Nous reviendrons ici et là, en détail, sur le jeu. Saluons Annie Mercier et Alain Libolt, ceux qui sont censés savoir…Eloquents jusque dans le silence. Pierric Plathier, Bruno Pieri, le mari paumé, aussi désarmé qu’il est athlétique. Lamya Regragui Muzio et Alexandre Pallu, la sœur et son époux, tiennent leur ligne avec discipline. De même Thierry Paret, le médecin. Sharif Andoura est Boffi, celui qui fait se télescoper l’histoire et l’Histoire. Protagoniste, ici, l’Histoire comme le montre le metteur en scène. Quant à l’autre inconnue, si l’on ose dire, la pauvre enfermée que l’on exhibe, Cécile Coustillac la rend bouleversante, après avoir dessiné avec grâce Mop, au tout début.

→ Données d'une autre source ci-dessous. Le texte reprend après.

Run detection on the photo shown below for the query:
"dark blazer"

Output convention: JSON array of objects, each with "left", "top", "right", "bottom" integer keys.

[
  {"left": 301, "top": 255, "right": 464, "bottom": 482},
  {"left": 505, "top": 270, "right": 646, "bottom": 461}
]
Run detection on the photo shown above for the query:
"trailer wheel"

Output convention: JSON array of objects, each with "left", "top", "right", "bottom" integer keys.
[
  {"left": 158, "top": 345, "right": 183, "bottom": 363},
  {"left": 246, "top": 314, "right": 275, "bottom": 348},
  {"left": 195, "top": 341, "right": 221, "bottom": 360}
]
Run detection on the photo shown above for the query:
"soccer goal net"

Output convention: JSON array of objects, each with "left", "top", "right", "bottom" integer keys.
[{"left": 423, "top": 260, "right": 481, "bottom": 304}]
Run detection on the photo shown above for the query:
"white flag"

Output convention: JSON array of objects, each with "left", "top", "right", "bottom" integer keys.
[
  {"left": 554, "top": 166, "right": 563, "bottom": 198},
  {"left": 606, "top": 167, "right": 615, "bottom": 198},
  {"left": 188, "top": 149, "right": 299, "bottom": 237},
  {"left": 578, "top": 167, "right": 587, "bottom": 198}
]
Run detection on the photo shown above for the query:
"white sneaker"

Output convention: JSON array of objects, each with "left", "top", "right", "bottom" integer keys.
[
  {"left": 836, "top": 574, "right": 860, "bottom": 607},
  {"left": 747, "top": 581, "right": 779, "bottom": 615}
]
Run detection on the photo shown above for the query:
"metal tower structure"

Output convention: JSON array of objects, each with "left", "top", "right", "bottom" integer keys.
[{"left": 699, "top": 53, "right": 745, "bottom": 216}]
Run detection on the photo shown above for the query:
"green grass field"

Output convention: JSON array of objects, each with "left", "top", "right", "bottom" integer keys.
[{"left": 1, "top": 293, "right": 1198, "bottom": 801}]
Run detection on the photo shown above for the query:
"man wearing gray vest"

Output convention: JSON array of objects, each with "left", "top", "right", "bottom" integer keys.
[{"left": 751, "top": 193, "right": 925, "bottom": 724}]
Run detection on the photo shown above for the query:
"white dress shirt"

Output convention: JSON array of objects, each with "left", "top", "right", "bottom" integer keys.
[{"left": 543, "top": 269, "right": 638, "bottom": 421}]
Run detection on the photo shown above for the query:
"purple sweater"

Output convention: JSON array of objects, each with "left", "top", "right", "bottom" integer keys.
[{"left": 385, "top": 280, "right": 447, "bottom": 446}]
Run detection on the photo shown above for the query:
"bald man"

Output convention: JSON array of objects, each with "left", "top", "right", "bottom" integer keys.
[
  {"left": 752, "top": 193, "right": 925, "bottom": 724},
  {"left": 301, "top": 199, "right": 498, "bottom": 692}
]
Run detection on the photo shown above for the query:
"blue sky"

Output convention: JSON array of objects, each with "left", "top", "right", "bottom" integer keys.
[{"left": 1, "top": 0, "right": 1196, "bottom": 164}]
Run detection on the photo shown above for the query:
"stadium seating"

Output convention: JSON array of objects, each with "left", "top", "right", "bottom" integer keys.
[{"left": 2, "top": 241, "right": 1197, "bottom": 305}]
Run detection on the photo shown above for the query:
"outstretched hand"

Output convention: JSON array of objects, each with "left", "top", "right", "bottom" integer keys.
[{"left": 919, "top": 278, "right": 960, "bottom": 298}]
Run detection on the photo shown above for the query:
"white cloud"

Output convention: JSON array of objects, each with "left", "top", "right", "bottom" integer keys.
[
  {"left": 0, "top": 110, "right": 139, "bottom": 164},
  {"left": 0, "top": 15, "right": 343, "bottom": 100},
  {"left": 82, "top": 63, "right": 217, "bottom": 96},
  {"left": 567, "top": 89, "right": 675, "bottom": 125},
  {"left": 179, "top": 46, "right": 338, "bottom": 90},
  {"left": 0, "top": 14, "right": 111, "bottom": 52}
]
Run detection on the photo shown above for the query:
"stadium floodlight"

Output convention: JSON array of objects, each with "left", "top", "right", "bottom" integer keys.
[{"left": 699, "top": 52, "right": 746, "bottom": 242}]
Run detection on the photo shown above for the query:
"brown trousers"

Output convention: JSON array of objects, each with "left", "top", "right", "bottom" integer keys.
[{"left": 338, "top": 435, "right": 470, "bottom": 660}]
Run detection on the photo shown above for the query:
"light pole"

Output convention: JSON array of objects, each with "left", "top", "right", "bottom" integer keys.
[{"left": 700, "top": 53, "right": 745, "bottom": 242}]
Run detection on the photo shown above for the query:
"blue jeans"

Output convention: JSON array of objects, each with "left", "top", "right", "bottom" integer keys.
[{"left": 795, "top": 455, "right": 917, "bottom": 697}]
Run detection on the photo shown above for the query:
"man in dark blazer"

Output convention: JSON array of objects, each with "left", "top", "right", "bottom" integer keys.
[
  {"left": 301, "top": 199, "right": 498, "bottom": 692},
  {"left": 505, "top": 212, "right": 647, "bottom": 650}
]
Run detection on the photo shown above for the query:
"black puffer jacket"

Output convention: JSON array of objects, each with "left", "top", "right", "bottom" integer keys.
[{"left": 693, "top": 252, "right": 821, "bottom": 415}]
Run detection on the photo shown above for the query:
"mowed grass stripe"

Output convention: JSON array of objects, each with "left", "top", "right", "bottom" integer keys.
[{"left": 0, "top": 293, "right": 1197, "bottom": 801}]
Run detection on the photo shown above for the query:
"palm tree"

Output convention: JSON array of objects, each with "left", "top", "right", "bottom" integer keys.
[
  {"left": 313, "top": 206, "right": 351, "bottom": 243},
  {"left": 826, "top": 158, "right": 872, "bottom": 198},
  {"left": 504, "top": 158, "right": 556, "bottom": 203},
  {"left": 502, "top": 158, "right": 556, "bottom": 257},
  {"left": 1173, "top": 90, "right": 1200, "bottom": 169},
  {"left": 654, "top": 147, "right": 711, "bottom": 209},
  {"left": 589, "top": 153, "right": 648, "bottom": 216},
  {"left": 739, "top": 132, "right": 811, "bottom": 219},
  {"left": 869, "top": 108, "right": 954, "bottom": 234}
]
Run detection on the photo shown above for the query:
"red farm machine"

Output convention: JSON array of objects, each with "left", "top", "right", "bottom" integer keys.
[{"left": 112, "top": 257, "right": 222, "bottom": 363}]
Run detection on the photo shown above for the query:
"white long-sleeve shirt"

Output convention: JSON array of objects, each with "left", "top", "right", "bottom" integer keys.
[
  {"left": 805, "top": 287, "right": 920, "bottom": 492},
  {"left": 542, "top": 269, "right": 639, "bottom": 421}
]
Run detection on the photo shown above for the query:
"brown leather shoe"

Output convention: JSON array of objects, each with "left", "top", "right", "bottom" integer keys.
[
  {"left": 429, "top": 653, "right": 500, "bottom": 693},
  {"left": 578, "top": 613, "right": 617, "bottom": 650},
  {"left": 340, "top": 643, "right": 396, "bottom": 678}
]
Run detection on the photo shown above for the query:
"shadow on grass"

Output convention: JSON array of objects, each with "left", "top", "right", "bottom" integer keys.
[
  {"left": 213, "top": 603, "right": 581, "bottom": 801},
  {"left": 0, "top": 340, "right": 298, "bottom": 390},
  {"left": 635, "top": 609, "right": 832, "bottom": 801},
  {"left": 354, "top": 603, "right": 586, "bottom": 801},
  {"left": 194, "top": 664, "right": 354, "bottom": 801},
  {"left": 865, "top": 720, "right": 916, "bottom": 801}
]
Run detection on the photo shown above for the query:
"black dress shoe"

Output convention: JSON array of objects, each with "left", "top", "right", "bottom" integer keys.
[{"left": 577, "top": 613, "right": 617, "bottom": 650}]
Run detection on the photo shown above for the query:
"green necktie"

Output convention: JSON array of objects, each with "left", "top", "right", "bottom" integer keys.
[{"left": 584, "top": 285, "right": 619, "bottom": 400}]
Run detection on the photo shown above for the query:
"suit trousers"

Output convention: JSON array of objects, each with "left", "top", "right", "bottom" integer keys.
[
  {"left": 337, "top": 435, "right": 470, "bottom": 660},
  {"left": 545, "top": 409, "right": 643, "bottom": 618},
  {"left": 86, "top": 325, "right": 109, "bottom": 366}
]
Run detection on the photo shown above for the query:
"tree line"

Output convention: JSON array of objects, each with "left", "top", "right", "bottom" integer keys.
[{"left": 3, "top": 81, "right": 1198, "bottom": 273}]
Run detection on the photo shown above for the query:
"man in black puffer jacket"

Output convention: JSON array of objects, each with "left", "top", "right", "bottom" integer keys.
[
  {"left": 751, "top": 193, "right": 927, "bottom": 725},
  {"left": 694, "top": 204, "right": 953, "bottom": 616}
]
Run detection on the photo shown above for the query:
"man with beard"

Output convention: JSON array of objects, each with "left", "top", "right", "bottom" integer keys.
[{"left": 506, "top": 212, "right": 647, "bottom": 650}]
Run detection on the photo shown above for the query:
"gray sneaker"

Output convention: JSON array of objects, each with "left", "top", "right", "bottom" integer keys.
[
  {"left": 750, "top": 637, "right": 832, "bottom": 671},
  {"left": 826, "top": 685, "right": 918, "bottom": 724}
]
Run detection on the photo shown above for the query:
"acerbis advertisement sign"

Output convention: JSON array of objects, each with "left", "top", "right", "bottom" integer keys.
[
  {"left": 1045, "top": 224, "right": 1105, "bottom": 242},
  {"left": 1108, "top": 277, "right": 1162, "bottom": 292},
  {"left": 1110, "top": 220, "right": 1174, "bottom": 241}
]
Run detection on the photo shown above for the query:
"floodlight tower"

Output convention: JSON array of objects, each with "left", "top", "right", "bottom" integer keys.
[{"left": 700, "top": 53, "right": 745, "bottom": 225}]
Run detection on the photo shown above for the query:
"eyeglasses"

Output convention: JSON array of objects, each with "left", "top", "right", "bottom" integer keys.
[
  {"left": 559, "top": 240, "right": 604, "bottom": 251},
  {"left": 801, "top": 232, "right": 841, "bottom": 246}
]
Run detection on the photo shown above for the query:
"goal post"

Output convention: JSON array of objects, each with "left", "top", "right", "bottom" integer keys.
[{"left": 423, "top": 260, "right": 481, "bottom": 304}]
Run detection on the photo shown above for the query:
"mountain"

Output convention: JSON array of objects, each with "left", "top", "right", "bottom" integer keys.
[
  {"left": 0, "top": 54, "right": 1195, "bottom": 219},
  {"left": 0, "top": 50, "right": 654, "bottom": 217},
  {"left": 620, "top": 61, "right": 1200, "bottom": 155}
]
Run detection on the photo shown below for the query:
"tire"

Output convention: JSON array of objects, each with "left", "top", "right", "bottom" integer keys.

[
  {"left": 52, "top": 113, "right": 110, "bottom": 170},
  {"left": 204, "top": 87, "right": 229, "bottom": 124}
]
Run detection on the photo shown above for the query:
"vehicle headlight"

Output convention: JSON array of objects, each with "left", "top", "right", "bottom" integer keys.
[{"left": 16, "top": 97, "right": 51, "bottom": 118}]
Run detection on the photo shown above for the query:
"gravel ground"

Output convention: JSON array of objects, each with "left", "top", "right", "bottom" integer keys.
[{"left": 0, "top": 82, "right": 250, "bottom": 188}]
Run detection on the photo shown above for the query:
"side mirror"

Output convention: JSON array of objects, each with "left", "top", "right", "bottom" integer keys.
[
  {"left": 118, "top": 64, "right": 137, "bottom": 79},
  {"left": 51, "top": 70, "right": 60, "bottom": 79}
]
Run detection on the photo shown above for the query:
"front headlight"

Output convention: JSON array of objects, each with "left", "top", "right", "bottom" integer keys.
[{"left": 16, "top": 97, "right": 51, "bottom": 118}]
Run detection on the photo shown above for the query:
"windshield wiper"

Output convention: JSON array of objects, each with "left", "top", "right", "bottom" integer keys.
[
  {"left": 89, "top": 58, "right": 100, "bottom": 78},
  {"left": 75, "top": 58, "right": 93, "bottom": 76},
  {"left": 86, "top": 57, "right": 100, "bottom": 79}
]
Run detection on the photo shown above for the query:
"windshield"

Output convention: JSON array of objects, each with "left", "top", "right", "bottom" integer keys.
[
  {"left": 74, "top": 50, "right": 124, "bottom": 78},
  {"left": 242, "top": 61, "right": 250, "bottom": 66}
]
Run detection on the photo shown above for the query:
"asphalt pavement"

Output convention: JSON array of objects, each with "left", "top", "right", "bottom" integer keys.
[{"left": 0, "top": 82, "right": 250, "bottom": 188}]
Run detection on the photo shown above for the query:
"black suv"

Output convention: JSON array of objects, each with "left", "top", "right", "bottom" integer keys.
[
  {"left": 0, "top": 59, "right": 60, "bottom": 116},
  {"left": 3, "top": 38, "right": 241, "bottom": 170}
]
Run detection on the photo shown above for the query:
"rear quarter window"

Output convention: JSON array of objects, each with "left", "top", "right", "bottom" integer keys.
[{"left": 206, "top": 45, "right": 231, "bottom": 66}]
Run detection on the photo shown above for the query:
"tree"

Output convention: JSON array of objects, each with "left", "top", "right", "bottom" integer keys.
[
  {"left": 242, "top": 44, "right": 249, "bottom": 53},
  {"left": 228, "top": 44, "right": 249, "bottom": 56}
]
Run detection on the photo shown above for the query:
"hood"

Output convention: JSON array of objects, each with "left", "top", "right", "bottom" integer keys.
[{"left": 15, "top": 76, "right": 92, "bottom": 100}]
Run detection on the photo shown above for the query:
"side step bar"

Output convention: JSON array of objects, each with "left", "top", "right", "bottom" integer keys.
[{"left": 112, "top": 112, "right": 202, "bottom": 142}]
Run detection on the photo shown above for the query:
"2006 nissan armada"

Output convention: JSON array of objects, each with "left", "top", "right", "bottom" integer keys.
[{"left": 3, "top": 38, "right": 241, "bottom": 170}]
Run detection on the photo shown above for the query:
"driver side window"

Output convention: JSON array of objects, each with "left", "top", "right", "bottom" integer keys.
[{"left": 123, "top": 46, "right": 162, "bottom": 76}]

Chloé Réjon n’est pas seule, et ses partenaires soutiennent la haute qualité du jeu. Mais le personnage de « l’inconnue » est presque tout le temps présent, deux heures durant. Un long parcours pour celle qui se bat, mais manipule, dirige l’action comme un metteur en scène, brouillant sans cesse les pistes, retournant sans cesse les cartes. Un mensonge chasse l’autre ? Une vérité chasse l’autre ? Elle est vertigineuse dans ses raisonnements et démonstrations…
Sur un fil, acrobate, danseuse aérienne et femme flouée en même temps (mais dès qu’elle comprend ce qui peut intéresser Bruno s’il récupère une épouse…elle réplique), Chloé Réjon, présence forte, jeu irisé comme l’exigent les actions, les situations, rieuse autant que déterminée à se sauver, se venger, instaurer le désordre, l’inconnue est un personnage guerrier, un personnage combattant sur les décombres de la guerre. Une reine.
Odéon-Théâtre de l’Europe, Paris 6ème. A 20h00 du mardi au samedi, à 15h00 le dimanche. Durée : 2h00 sans entracte. Jusqu’au 9 octobre. Puis en tournée en 2022, en France, en Italie, en Suisse.
Tél : 01 44 85 40 40
Traduction publiée par Les Solitaires Intempestifs, 13€.